Même si la jungle parisienne est sans doute plus féroce que le giron artistique québécois, c'est en France que la jeune actrice de presque 30 ans a trouvé sa bonne étoile. «J'étais ici, en Avignon, l'année dernière, quand une directrice de casting française qui avait vu Forêts est venue me rencontrer. Elle m'a demandé si je pouvais jouer avec l'accent français. Je lui ai dit que oui, même si je n'en savais rien!»

Quelques mois plus tard, elle reçoit des nouvelles de l'agente, qui lui propose une audition pour une série nommée Les Invincibles. «Le titre me disait quelque chose. Quand j'ai compris que c'était l'adaptation française des Invincibles, je suis tombée en bas de ma chaise.»

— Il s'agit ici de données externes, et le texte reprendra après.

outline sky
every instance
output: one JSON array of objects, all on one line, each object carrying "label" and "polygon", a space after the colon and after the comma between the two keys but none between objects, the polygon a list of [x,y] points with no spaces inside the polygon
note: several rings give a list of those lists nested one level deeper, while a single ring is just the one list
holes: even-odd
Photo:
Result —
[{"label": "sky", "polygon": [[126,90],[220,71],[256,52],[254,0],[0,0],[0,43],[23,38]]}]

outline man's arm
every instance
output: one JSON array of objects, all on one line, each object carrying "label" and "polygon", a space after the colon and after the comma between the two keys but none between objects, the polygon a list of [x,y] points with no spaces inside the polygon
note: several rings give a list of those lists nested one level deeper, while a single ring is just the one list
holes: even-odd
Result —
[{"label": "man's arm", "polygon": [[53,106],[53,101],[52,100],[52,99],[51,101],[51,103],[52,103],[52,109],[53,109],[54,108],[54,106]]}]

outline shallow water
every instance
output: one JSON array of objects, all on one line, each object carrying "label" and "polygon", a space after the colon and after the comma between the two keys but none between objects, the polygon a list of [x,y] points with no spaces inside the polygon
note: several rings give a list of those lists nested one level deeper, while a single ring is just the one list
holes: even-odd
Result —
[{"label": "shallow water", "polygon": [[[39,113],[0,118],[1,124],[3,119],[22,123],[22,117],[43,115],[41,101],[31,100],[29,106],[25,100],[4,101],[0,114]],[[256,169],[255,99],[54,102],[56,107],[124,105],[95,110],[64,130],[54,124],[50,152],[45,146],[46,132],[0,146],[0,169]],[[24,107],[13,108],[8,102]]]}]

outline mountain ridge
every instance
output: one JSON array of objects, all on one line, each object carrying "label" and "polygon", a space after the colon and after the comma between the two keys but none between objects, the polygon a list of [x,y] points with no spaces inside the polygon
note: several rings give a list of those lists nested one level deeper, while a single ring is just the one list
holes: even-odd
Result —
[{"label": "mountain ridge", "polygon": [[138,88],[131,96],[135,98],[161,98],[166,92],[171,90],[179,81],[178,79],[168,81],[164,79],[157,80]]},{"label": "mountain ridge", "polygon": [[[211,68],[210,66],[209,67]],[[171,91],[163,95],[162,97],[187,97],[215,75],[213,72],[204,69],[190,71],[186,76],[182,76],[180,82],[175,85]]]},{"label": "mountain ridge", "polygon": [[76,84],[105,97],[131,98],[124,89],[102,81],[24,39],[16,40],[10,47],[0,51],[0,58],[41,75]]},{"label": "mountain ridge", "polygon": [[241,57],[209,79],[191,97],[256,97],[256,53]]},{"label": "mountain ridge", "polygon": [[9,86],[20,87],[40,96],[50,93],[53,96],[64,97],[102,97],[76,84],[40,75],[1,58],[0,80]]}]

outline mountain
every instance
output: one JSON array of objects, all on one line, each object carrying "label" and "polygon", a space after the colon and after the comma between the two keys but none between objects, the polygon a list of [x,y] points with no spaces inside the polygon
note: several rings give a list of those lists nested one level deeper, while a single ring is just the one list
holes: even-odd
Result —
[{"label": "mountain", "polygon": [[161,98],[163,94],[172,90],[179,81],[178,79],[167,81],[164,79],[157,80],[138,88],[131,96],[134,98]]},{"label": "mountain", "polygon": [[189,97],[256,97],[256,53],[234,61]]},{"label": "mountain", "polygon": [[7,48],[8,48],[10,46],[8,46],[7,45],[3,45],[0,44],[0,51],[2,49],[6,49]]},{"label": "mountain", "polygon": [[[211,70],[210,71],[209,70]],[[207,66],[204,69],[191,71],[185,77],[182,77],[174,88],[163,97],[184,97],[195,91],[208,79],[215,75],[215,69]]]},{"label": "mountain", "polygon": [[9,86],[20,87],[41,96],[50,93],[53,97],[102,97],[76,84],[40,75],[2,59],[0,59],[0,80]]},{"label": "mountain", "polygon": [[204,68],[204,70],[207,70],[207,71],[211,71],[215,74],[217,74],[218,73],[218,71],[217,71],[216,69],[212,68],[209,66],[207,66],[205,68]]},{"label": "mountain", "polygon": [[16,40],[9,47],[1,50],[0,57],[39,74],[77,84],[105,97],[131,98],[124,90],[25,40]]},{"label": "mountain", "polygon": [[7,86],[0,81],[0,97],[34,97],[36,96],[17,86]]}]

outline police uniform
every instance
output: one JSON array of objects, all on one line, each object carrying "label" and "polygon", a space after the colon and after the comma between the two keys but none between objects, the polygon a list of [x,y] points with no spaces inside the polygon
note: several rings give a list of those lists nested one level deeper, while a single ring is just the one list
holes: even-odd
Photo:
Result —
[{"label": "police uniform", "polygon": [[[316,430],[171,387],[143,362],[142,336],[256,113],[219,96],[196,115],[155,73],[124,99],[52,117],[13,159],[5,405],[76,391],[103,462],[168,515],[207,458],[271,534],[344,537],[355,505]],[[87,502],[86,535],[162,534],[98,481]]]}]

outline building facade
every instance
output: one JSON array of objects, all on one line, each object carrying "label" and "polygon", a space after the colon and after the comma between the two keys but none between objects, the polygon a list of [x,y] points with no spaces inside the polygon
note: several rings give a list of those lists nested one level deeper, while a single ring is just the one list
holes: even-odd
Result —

Marie-Ève, qui n'avait pas vu la série, ne savait par ailleurs pas pour quel rôle elle était sollicitée. «Des amis m'avaient parlé de la fameuse scène dans la douche où Catherine Trudeau (Lyne-la-pas-fine) dit: «Tes poils de cul dans la baignoire, ça me tente pas de les ramasser.» Quand j'ai vu que c'était ce que j'avais à jouer en audition, j'ai compris que c'était pour le rôle de Lyne.»

Dans l'adaptation française des Invincibles, Lyne-la-pas-fine devient une Cathy Casse-Couilles tout aussi cauchemardesque et castratrice. «Elle n'a rien perdu de son côté incisif. Pendant le tournage, des gars de l'équipe venaient me voir pour dire qu'ils pensaient que leurs blondes étaient une Cathy Casse-Couilles. J'ai hâte de voir si la série va révéler le côté control freak de la femme française. C'est certain qu'on entend ici parler de la Germaine qui contrôle son homme.»

Les Invincibles sera diffusé sur la chaîne Arte en février 2009 (la première saison est déjà tournée). Marie-Ève passera son automne sur les planches, puisqu'elle jouera Littoral au CNA, et tournera en Europe avec Le sang des promesses.

Chez elle, à Paris, elle reste active et créatrice. Elle fera bientôt la mise en scène pour le spectacle d'une amie, planche sur des projets. S'installera-t-elle pour de bon en France? Elle l'ignore. «Le travail, pour moi, se trouve surtout en Europe. Comme je ne suis pas là, au Québec, personne ne m'y attend. Je vais où les projets me guident.»

Marie-Ève Perron trouve étrange de se voir à la télé, jouer avec un accent français, elle qui ne s'est jamais vue au petit écran au Québec. Les mecs français ont intérêt à attacher leur tuque: la cousine de Lyne-la-pas-fine se prépare à leur faire passer un mauvais quart d'heure. Vas-y, montre tes dents, Dark Evil Cathy!